All operations we wish to perform without additional cost (mostly in the form of ancillary qubits) have to correspond to unitary matrices. So, even if a problem can be parallelized in theory, to use the parallelism enabled by quantum superposition, we have to find a way to encode our problem in terms of unitary matrices.
Grover’s Algorithm: A Case Study
One algorithm that manages to do just that, is Grover’s Algorithm.
Grover’s Algorithm can find an entry within an unstructured list of N items in \(\sqrt{N}\) steps. In contrast, the best any classical algorithm can do is check the elements one by one, in the worst case requiring a total of N steps. Due to its quantum advantage and applicability, Grover’s Algorithm is among the most popular quantum algorithms and one of the algorithms most likely to find near-term application.
The algorithm first places the computer in a state of equal superposition using Hadamard gates. Then, an oracle function is applied that marks the looked-for component state with a phase value of -1. This is where the speed-up due to the distributive nature of quantum superposition comes in. A single operation affects all of the component states of the superposition at once.
Finally, Grover’s diffusion operator increases the amplitude of the marked state while simultaneously reducing the amplitudes of all other states. This makes it increasingly more likely to receive the target state upon measurement compared to all other possibilities.

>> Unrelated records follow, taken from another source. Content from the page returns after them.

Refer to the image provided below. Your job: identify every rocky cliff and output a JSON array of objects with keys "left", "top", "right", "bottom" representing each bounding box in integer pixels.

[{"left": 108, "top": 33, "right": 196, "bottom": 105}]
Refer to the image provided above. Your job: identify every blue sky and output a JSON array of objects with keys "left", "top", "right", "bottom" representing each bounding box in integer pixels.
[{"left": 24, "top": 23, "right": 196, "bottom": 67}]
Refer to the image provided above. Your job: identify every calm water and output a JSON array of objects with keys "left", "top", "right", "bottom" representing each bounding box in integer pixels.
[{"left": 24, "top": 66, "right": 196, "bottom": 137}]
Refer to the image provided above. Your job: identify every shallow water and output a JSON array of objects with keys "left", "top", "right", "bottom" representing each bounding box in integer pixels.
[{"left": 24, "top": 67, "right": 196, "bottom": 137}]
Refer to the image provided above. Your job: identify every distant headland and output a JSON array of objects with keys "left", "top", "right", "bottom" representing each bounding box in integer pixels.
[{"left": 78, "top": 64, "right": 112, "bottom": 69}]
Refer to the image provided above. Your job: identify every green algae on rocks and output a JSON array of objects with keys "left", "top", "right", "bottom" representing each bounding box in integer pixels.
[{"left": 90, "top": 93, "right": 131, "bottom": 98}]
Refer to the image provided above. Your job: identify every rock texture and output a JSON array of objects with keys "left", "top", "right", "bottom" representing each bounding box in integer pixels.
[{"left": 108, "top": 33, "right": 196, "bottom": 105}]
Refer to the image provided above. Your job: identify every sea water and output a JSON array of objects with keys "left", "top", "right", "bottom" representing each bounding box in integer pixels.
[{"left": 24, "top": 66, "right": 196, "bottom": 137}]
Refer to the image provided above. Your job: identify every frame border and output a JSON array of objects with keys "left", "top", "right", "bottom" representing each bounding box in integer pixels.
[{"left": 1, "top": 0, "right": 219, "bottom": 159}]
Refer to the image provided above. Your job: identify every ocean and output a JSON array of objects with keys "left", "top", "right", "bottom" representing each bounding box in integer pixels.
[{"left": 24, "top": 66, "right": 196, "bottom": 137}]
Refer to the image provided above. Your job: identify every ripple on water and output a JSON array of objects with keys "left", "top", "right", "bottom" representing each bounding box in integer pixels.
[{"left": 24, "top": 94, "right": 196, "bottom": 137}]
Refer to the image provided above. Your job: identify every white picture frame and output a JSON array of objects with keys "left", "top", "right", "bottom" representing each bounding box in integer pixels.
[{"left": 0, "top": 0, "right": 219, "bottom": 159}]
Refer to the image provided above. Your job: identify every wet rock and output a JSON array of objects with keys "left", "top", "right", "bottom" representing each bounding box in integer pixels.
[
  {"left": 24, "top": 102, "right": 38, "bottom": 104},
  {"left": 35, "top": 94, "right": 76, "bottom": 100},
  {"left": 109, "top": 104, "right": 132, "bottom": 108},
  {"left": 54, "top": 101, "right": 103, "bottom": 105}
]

While Grover’s algorithm uses quantum superposition to apply a single operation “in parallel”, it requires another operator to retrieve the encoded information. Without the diffusion operator (in my eyes the main contribution of Grover’s algorithm), which happens to correspond to a unitary matrix, the encoded information would be lost upon measurement.
For more details on the algorithm and its inner workings, have a look at my other blog post: How does Grover’s Algorithm work?
Summary
When an operation is applied to a superposition state, it gets distributed to all states comprising the superposition, effectively resulting in parallel computation. Since all quantum operators have to be unitary, the types of computations that can be performed in this manner are quite limited. How to translate the characteristics of a problem or a solution approach into unitary operations is among the main challenges in quantum algorithm design.